Paediatrician Dr Wilson said that if the Queensland review were given the independence and freedom to properly scrutinise the work of the gender clinic and found concerns similar to those raised by Dr Spencer, this would pose the question why she was being punished for doing so.
But Dr Wilson told GCN he could see no point in a review limited to the question whether or not a gender-affirming clinic was following the gender-affirming approach as set out in a gender-affirming treatment guideline.
“Why isn’t the Queensland Children’s Hospital [gender clinic] being compared to practices in Sweden or Finland? Why doesn’t the review look and see what the difference is? What are the actual goals of the affirmation pathway [as still followed in Australia]? What are we treating? What are we trying to achieve?” he said.
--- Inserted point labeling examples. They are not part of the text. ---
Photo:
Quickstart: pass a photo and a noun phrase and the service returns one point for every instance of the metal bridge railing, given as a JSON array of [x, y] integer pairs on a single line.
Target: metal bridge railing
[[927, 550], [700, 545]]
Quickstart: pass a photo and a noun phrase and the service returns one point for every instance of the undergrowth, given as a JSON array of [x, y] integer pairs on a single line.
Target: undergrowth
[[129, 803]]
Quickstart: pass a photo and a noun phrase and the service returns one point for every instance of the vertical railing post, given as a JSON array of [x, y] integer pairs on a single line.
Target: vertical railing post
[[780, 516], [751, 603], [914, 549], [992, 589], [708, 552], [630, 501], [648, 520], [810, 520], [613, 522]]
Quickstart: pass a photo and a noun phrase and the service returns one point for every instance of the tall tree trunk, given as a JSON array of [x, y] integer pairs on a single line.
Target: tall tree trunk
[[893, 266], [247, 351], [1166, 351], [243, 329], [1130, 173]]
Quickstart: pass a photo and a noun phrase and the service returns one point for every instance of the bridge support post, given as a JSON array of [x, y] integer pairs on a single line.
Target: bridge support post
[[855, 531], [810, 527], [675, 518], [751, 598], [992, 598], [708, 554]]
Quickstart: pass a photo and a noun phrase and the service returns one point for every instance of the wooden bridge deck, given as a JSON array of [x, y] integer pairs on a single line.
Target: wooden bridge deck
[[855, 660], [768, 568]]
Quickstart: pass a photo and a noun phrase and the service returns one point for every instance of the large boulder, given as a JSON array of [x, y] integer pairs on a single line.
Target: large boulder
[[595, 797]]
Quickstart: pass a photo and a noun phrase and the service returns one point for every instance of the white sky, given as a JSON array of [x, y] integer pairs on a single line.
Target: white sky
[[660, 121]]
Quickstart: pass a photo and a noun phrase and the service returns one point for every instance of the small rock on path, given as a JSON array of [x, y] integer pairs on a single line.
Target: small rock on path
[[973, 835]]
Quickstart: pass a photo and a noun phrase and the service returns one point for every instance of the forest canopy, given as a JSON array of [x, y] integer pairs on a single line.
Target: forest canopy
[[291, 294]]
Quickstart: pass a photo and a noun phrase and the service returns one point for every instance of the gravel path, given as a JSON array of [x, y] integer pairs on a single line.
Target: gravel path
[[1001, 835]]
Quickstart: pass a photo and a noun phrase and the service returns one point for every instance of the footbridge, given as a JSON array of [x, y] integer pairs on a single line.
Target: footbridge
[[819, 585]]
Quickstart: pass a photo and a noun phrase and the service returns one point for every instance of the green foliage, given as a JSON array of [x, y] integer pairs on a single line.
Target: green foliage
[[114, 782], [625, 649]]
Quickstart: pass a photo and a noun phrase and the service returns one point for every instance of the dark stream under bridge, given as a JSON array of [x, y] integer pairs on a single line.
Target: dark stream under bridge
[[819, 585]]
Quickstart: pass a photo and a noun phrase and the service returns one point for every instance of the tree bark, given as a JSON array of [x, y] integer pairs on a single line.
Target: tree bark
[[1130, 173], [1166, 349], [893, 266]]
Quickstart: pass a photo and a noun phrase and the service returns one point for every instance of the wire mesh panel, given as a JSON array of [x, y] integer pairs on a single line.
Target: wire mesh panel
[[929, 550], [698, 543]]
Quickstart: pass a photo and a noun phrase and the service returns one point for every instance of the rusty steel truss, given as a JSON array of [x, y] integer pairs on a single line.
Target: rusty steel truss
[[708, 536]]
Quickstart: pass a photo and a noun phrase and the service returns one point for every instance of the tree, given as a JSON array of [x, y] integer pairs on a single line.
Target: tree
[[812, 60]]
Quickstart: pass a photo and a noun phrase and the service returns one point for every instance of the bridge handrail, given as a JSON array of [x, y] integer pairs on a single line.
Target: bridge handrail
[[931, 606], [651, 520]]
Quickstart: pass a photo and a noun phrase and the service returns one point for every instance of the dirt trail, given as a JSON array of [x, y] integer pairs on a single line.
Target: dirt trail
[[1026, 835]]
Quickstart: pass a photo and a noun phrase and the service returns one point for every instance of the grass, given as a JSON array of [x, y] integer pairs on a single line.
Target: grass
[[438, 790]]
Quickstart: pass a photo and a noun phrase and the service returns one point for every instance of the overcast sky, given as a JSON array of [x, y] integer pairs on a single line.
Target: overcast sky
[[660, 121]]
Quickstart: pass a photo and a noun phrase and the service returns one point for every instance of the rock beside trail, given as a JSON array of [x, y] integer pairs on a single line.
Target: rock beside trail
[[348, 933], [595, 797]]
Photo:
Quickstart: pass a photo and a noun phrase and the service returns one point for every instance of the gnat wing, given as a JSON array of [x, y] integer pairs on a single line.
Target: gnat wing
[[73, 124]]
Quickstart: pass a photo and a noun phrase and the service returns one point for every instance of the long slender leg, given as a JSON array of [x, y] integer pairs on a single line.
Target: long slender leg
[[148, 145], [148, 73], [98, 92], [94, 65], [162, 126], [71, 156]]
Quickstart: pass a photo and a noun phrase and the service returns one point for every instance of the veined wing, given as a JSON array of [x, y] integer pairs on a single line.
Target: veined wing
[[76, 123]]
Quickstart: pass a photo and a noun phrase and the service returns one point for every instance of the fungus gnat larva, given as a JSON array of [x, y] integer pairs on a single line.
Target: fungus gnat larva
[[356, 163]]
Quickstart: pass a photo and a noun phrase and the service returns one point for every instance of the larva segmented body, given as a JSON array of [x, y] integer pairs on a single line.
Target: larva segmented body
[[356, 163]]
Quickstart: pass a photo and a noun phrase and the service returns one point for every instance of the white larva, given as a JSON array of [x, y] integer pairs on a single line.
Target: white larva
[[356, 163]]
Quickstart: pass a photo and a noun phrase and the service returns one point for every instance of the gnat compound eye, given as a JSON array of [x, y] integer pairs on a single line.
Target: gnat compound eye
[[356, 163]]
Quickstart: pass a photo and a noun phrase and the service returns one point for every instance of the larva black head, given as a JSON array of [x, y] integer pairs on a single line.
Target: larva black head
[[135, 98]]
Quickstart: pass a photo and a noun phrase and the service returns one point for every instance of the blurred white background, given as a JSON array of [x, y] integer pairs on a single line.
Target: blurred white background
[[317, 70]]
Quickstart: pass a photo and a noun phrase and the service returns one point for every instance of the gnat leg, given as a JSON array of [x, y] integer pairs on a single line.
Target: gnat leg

Dr Wilson said the RCH treatment guideline—with all four authors from the RCH gender clinic—had been self-promoted as “Australian standards” but had no such official status.
“The so-called ‘Australian standards’ are not a standard to be held to. They’re just one descriptor of the affirmation model. They don’t set the bar for good treatment. Even the ‘Australian standards’ themselves say the evidence for certain treatment options is low.
“There are other recommendations and other guidelines available in Australia, such as the [document from] the National Association of Practising Psychiatrists.”
The RCH guideline did not qualify for inclusion in the Australian clinical practice guideline maintained by the National Health and Medical Research Council (NHMRC).
“At the screening stage, it was determined that the guideline did not include a funding statement, an evidence base for the recommendations or information about conflict of interest, and that it would not meet the portal selection criteria, so a full assessment was not carried out,” an NHMRC spokeswoman told The Australian in 2021.
GCN acknowledges that gender-affirming clinicians believe their interventions are helpful for vulnerable youth.